Pese a estos signos de alarma, se impulsan modelos que promueven la deforestación, como la introducción de palma aceitera o la expansión agropecuaria. Armin Escobar, del CIPCA Norte Amazónico, advierte que el departamento aún subsiste gracias a productos del bosque, pero enfrenta presiones de proyectos externos que podrían cambiar su vocación productiva. Critica también la desinformación sobre los bonos de carbono y el riesgo de que las comunidades adopten sin saber compromisos comerciales complejos.
La Reserva Manuripi, por su parte, aporta el 15,5 % de la producción nacional de castaña. El año pasado se comercializaron 140 toneladas de pulpa de asaí, con normas estrictas que garantizan sostenibilidad y regeneración ecológica. Según Rolando Toyama, estas prácticas diversificadas y certificadas permiten ingresos constantes a lo largo del año, evitando la dependencia de una sola cosecha.
Además, Manuripi regula el chaqueo a través de un sistema técnico y comunal que limita las quemas a tres hectáreas en zonas ya intervenidas. Cuenta con estructuras administrativas y de protección ambiental, con seis guardaparques activos. Comunarios de la reserva, como Roberto Rodríguez, destacan que cuidar el bosque garantiza su subsistencia diaria. “De ahí sacamos el pan de cada día”, afirma.
Otra temporada seca comienza: ¿hay esperanza en Pando?

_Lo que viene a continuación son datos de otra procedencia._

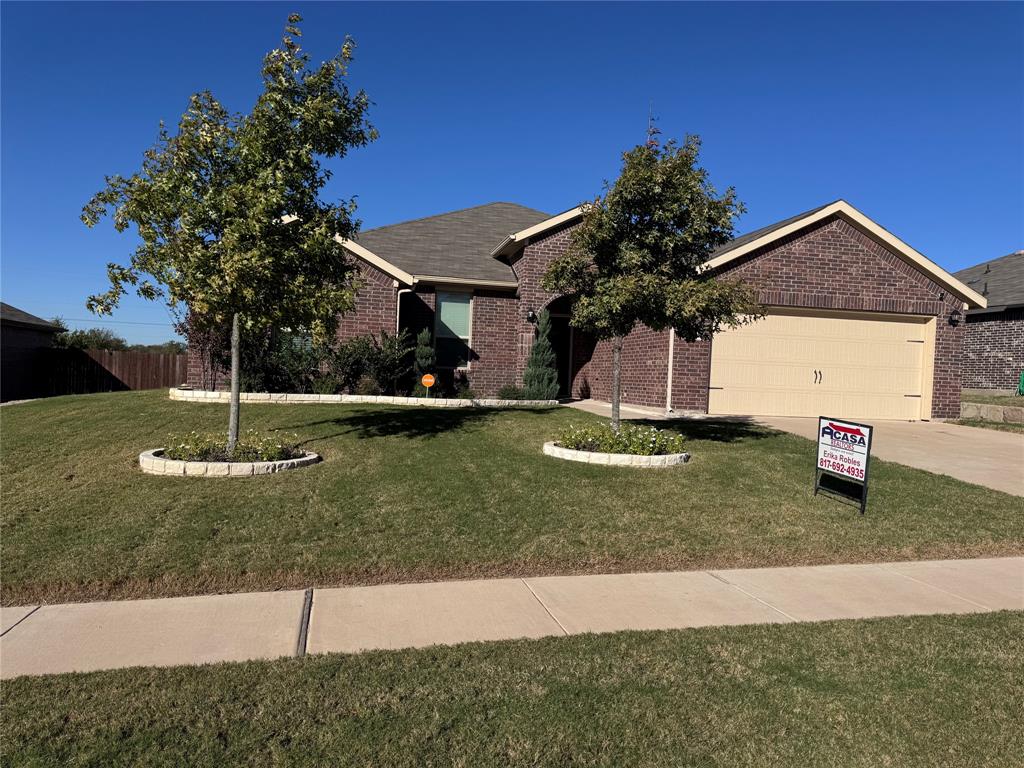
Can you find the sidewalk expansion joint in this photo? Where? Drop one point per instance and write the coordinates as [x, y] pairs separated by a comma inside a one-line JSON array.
[[19, 620], [307, 606], [726, 582], [546, 608], [885, 567]]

Pando enfrenta nuevamente el inicio de una temporada seca que revive los recuerdos del desastre de 2024. Mientras el humo y la ceniza aún marcan la memoria colectiva, las comunidades locales y las instituciones han comenzado a organizarse con planes de contingencia, brigadas voluntarias y sistemas de alerta temprana. La Reserva Nacional Manuripi, epicentro de la biodiversidad amazónica, ha visto nacer bomberos comunitarios y cortafuegos estratégicos, mientras ONG y organizaciones indígenas promueven prácticas como los chacos sin fuego y el aprovechamiento sostenible de castaña y palmeras.

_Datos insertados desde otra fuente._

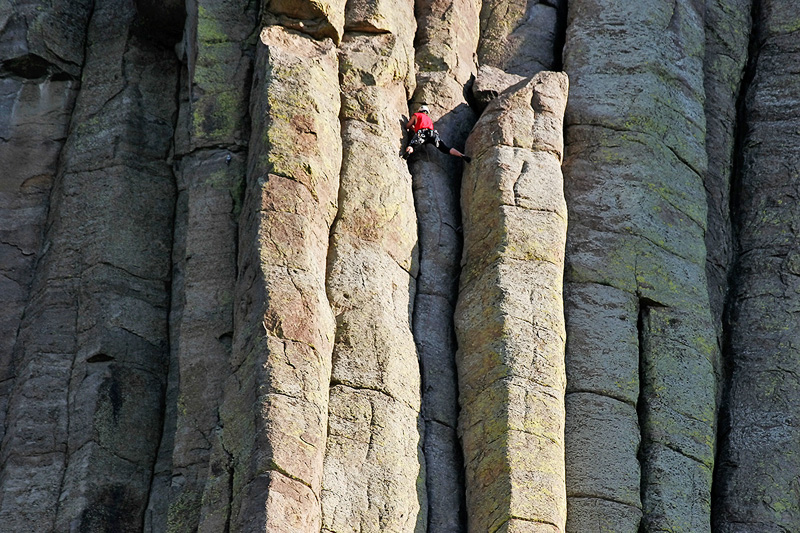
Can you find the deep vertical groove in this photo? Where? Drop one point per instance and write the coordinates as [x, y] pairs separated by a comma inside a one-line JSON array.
[[740, 135], [641, 409]]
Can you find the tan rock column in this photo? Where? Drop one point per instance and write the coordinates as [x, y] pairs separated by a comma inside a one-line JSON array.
[[275, 409], [760, 456], [509, 317], [641, 348], [374, 474]]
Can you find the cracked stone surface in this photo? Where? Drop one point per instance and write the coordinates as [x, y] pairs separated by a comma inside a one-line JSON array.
[[228, 304]]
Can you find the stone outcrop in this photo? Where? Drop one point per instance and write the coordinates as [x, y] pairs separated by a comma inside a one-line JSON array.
[[210, 163], [228, 304], [445, 44], [509, 317], [91, 359], [758, 467], [641, 344], [374, 467]]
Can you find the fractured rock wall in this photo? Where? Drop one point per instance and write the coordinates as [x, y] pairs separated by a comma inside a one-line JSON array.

Sin embargo, la raíz del problema persiste. La presión del extractivismo con la ganadería extensiva, agronegocio y tala ilegal sigue incentivando la quema de bosques, en contraste con la economía sustentable que defienden campesinos y recolectores, para quienes el bosque es fuente de alimento e ingreso. “No es negocio para el campesino pandino acabar con el bosque; de él vivimos”, recuerda Ciro Cordero, “la prevención requiere más que discursos”.

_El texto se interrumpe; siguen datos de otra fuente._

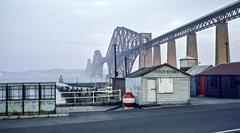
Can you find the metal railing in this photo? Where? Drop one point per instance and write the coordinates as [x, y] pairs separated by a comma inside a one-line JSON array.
[[88, 97]]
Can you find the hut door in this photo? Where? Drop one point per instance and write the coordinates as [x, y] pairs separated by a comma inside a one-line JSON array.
[[151, 90]]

Se necesitan políticas firmes, recursos para brigadas comunitarias y coordinación real entre Estado, sociedad civil y ciudadanía. La Defensoría del Pueblo ha hecho un llamado urgente: no se puede repetir la catástrofe ambiental que arrasó doce millones de hectáreas.
Agosto marca oficialmente el fin del permiso legal para quemas por chaqueo en Bolivia. Sin embargo, el Sistema de Monitoreo de Bosques (SIMB) registró el 31 de julio —último día autorizado por la ABT— más de 6.079 focos de calor activos, la mayoría concentrados en Santa Cruz. La señal es clara: el fuego no espera, y las alertas tampoco bastan.
La Amazonía no aguanta más años perdidos. Sin coordinación, sin voluntad política real y sin recursos suficientes, Pando está en la línea de fuego: o defendemos juntos el bosque, o nos convertimos en testigos de su desaparición.
*Reportaje realizado en la Incubadora de Proyectos de Investigación Periodística Ambiental, dentro del Premio al Reportaje sobre Naturaleza impulsado por Conservación Internacional Bolivia y aliados.